The concession stand is behind the grandstand and has several tables where you can relax and enjoy your food. The rain had mostly stopped by the time I had arrived so I sat by myself and enjoyed a chicken finger basket with fries for just $5. Coupled with the $5 it cost to get in, this is a baseball bargain.

The rain started up soon after I finished my meal, so the tarp remained on the field, preventing me from getting any good pics in daylight. Note the garden chairs above, those are the suites which look like a great place to watch the game when the weather is nicer.

The scoreboard is excellent for this level, though my picture only captured the matchup rather than the stats and linescore shown during play, mostly because the netting prevents good shots with my crap camera. The shot below is the only one I have of the field after the tarp was removed.

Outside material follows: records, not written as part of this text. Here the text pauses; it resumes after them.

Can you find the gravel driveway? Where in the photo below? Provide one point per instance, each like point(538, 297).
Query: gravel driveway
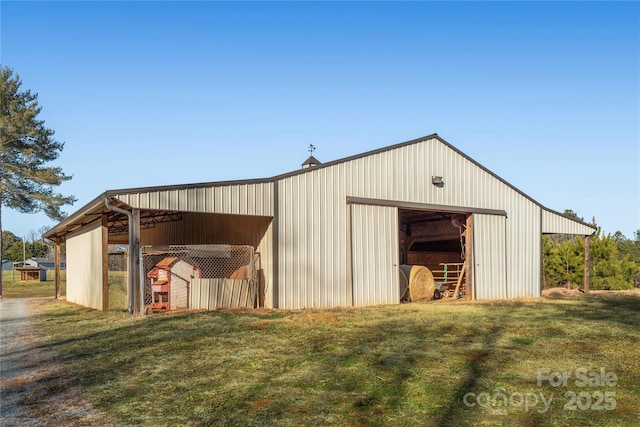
point(35, 388)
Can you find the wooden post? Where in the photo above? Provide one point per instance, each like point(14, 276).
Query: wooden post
point(468, 242)
point(105, 262)
point(587, 264)
point(56, 291)
point(134, 251)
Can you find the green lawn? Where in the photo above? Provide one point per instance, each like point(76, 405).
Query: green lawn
point(13, 287)
point(413, 364)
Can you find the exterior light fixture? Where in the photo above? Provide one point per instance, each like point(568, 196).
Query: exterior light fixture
point(437, 181)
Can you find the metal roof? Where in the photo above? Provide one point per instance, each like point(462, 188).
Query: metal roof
point(93, 210)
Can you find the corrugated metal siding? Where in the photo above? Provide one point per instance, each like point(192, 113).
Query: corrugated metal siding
point(552, 223)
point(313, 230)
point(490, 246)
point(523, 248)
point(374, 231)
point(84, 268)
point(241, 199)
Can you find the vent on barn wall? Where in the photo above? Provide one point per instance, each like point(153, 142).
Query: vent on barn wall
point(311, 161)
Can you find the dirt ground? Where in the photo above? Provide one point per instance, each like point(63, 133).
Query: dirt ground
point(35, 387)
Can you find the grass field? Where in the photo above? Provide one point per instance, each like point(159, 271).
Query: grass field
point(444, 363)
point(13, 287)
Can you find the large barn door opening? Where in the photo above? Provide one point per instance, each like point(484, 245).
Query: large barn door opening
point(374, 250)
point(490, 269)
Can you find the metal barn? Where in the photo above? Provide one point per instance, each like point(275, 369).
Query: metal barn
point(331, 234)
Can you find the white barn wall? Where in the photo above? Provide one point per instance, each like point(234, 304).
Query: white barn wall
point(312, 210)
point(375, 254)
point(254, 198)
point(84, 267)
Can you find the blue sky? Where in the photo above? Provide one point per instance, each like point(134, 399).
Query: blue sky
point(544, 94)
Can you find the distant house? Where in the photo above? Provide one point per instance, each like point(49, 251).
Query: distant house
point(7, 264)
point(48, 263)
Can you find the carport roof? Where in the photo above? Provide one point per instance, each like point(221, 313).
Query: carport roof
point(92, 211)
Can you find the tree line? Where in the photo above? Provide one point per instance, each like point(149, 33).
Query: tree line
point(17, 249)
point(614, 260)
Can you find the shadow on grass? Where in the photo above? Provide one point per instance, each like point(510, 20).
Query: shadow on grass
point(371, 367)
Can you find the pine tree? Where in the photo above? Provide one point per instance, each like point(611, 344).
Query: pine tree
point(26, 148)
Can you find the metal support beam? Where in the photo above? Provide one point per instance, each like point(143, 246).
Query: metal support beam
point(587, 264)
point(133, 270)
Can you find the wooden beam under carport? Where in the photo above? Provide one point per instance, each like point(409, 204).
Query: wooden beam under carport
point(105, 262)
point(587, 264)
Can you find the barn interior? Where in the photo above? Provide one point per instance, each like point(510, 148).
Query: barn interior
point(438, 241)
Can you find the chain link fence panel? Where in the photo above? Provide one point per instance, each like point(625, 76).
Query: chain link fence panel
point(199, 277)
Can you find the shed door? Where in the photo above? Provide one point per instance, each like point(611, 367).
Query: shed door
point(490, 256)
point(374, 249)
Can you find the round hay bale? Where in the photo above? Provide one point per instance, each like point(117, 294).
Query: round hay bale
point(404, 286)
point(421, 282)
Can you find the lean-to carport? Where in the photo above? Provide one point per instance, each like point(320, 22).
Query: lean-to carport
point(159, 216)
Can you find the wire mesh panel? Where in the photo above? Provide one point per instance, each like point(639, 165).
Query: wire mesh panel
point(189, 276)
point(117, 283)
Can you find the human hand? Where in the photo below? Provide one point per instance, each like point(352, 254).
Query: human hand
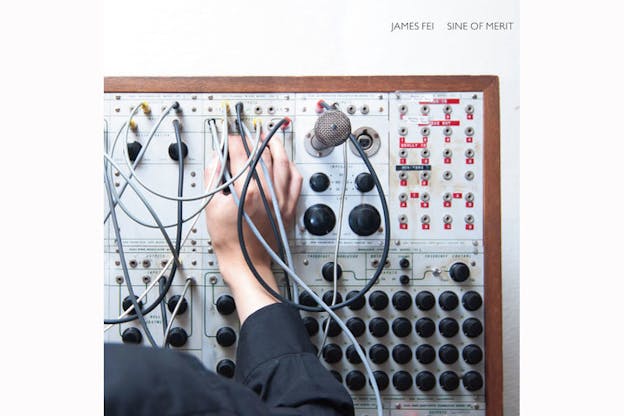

The Appalachian League has just 68 games, so there are only 34 opportunities to visit Calfee Park every season, but I would recommend doing so if you haven't already. Just pretend you are a Yankee fan if you want people to talk to you.

The Game

The game got underway after a nearly two-hour delay, but the pitchers were not affected at all. Nestor Cortes (36th round, 2013, below) started for Pulaski and was perfect through 5 frames. Geno Encina got the call for Bluefield and yielded 4 hits and 3 walks through his 5 innings but managed to strand every one of those runners.

In the sixth, Nick Sinay (22nd, 2015, out of SUNY Buffalo) led off and reached on an error to end the perfect game bid. A sacrifice and another error ended Cortes' evening. David Sosebee (28th, 2015) replaced him and gave up an RBI single to Rodrigo Orozco that scored Sinay. So Cortes was in line for the loss despite pitching 5.1 hitless innings.

Matthew Smoral (50th overall pick in 2012 and the Jays #17 prospect) replaced Encina in the 6th and gave up a single and walk but escaped the jam. In the 7th, Yankees catcher Matt Walsh led off and lined one back that hit Smoral in the head. Smoral dropped to the ground immediately, but the ball bounced to third baseman Mattingly Romanin (ironically named for Yankee legend Don) who threw to first for the out. Meanwhile, Smoral shrieked in pain as the fans looked on in silent concern. It seemed very serious and the first time the training staff tried to get Smoral to walk, he collapsed. Fans suggested that they wait for the ambulance, but that seemed to take ages. Smoral was finally taken off the field in a pickup truck and eventually the ambulance arrived. It turns out that Smoral suffered a cut that required stitches but other than that he seemed to be OK. A frightening moment for all in the park but one that thankfully ended without serious injury.

Of course, the show must go on and the last two innings were played quickly and quietly. The Blue Jays final two relievers kept the Yankees off the board, with Tyler Burden (20th, 2015, who must really hate Fight Club) pitching the 9th for his first pro save. Walsh led off that inning and hit Burden with a grounder, but it was an easy out. Burden did walk Gosuke Katoh (2nd, 2013, above) but that was it as the Jays won 1-0 in a game that ended just 20 minutes before midnight.

I'd love to have a linescore shot here, but the scoreboard removed it before I could take the picture. The Jays won despite garnering only 3 hits and striking out 14 times, while the Yankees stranded 12 in the shutout. A very memorable game with the rain delay, the Smoral injury, and the result.


As I waited out the rain delay, Bluefield manager Dennis Holmberg, who recently won his 1,400th minor league game, noticed me with my Jays jersey as he peered into the crowd and gave me the thumbs up. I replied with the same sign. It is gratifying to be recognized as a fan when on the road, especially at this level. Holmberg has managed many future Jays (mostly at Auburn) but chances are that most fans have never heard of him.

The microphone for the national anthem was not working, so the anthem singer sung without it, truly acapella. In such a small park, it was very striking. She had a beautiful voice and it carried throughout the stadium, one of the best anthems I have heard and the crowd responded with a rousing round of applause. In small ballparks, the microphone might not be necessary when you have a singer of such quality.